To conduct these attacks, the Pentagon will rely on long-range bombers based in the United States, England and the British-controlled island of Diego Garcia in the Indian Ocean. Once Iraq's air-defense system is thoroughly destroyed, the Pentagon will also make use of tactical aircraft based on US aircraft carriers in the Persian Gulf, the Arabian Sea and the Mediterranean, and at bases in Kuwait, Qatar, Oman, the United Arab Emirates and Turkey. (Saudi Arabia may or may not allow the use of Prince Sultan Air Base, located near Riyadh.)

Phase II: Airborne and helicopter assaults by US Special Operations Forces and commando units on suspected WMD sites and missile-launch facilities, on key command-and-control centers in Baghdad and other cities, and on Saddam Hussein's own operational headquarters (if its location can be determined). The units involved in these missions will operate from forward bases in Kuwait, southeastern Turkey and (possibly) eastern Jordan.
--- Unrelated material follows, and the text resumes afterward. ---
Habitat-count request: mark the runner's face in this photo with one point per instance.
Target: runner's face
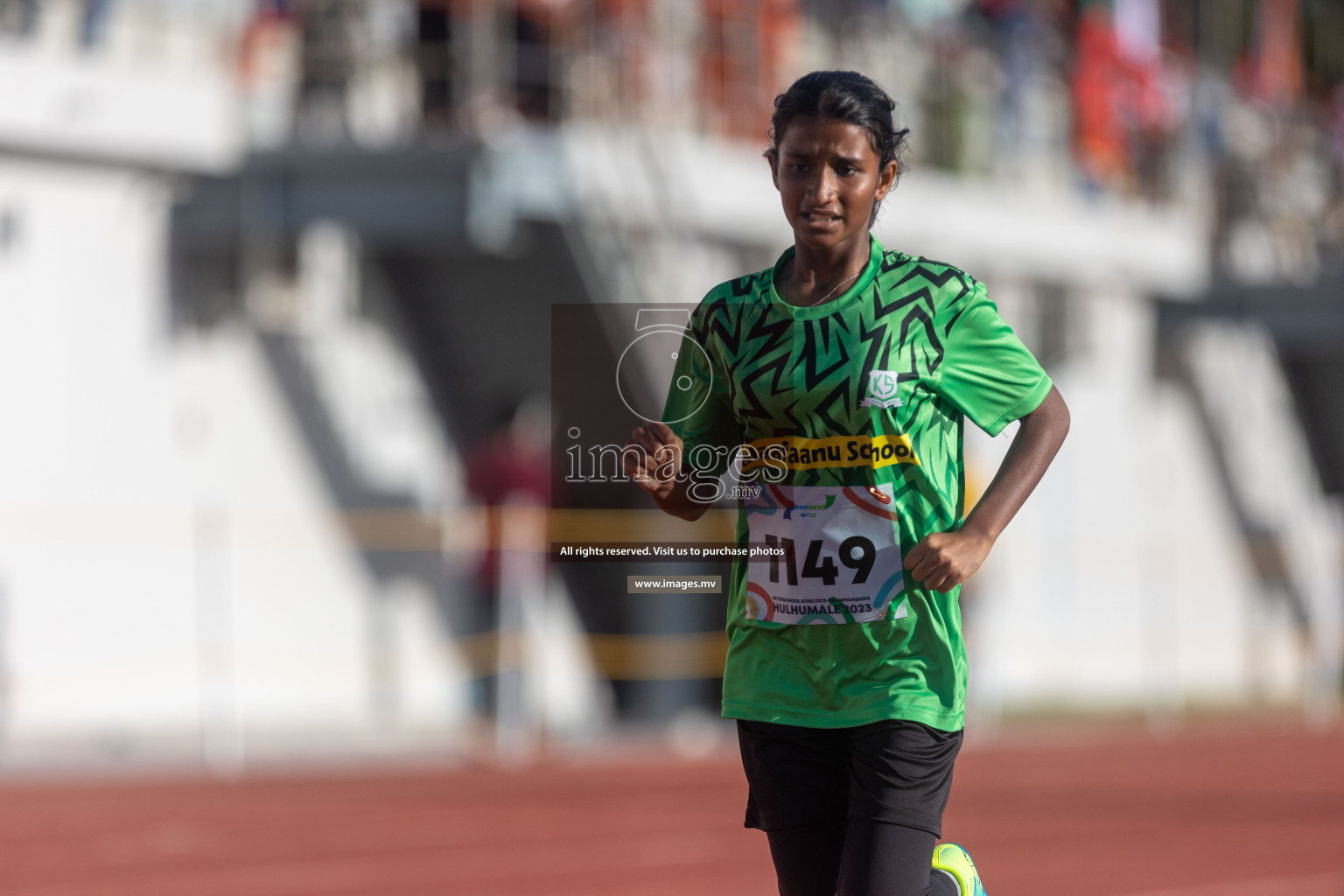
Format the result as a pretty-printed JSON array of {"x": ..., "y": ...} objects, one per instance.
[{"x": 828, "y": 176}]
Phase II will also include armed uprisings by Kurdish militias in the north and Shiite rebels in the south. These uprisings will be supported and directed by CIA and Special Forces personnel, and backed up by allied combat aircraft. Their goal will be to pin down Iraqi troops in outlying areas so as to prevent the reinforcement of units guarding Baghdad.

Phase III: A high-speed armored assault on key military and government facilities in and around Baghdad. The US forces involved--mostly Army and Marine units based in Kuwait--will seek to avoid head-on clashes with any regular Iraqi forces in their path and try to circle around them, using their superior speed and mobility to reach Baghdad without taking significant casualties. Upon arriving at the outskirts of the capital, these units will "marry up" with airborne and Special Forces units already in the city to complete the assault on Iraqi military headquarters, Republican Guard facilities and other props of the regime.